Aureon

Climate risk is becoming a material concern for insurance underwriting, infrastructure planning and corporate disclosure — and the available tools are either too coarse (country-level indices) or too opaque (black-box vendor scores). Aureon is an attempt to build something that is both spatially precise and methodologically transparent.

The spatial foundation is Uber's H3 hexagonal grid system, which tiles the globe at configurable resolutions without the distortion artefacts that plague rectangular grids near the poles. Each hexagonal cell carries physical variables from ERA5 reanalysis data (temperature, precipitation, wind, humidity) and from CMIP6 climate projections, giving both a historical baseline and forward-looking scenario values.

Hazard models

Wildfire uses the Canadian Forest Fire Weather Index system — a physically grounded index derived from temperature, relative humidity, wind and precipitation inputs. The FWI's component indices (FFMC, DMC, DC, ISI, BUI) are computed per-cell per-day and aggregated to seasonal risk scores.

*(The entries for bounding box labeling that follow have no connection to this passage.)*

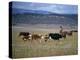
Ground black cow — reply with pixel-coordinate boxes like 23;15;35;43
49;33;62;40
19;32;30;40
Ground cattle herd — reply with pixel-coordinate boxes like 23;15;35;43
19;26;77;42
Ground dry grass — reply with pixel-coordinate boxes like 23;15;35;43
12;32;78;58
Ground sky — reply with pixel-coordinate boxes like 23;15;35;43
12;2;78;14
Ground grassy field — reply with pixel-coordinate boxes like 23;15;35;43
12;31;78;58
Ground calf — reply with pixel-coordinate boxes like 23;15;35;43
49;33;62;40
19;32;30;40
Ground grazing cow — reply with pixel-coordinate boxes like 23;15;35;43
72;30;78;32
19;32;31;41
67;31;72;36
59;26;67;38
31;34;42;40
44;35;49;42
49;33;62;40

Flood and wind hazard use graph neural networks trained on historical event data. The H3 grid naturally forms a spatial graph — cells are nodes, adjacency edges carry geographic relationships — and GNNs learn spatial autocorrelation patterns that simpler per-cell models miss. The GNN inference runs via libtorch FFI from Haskell, keeping the data pipeline in a single language without a Python subprocess boundary.

Why Haskell

The pipeline — data ingestion, grid projection, index computation, GNN inference, output aggregation — has a lot of moving parts that need to compose correctly. Haskell's type system catches the category of bug (wrong projection, wrong unit, wrong temporal resolution) that dominates errors in numerical pipelines. The functional purity also makes the computation auditable: every hazard score is a function of its inputs with no hidden state.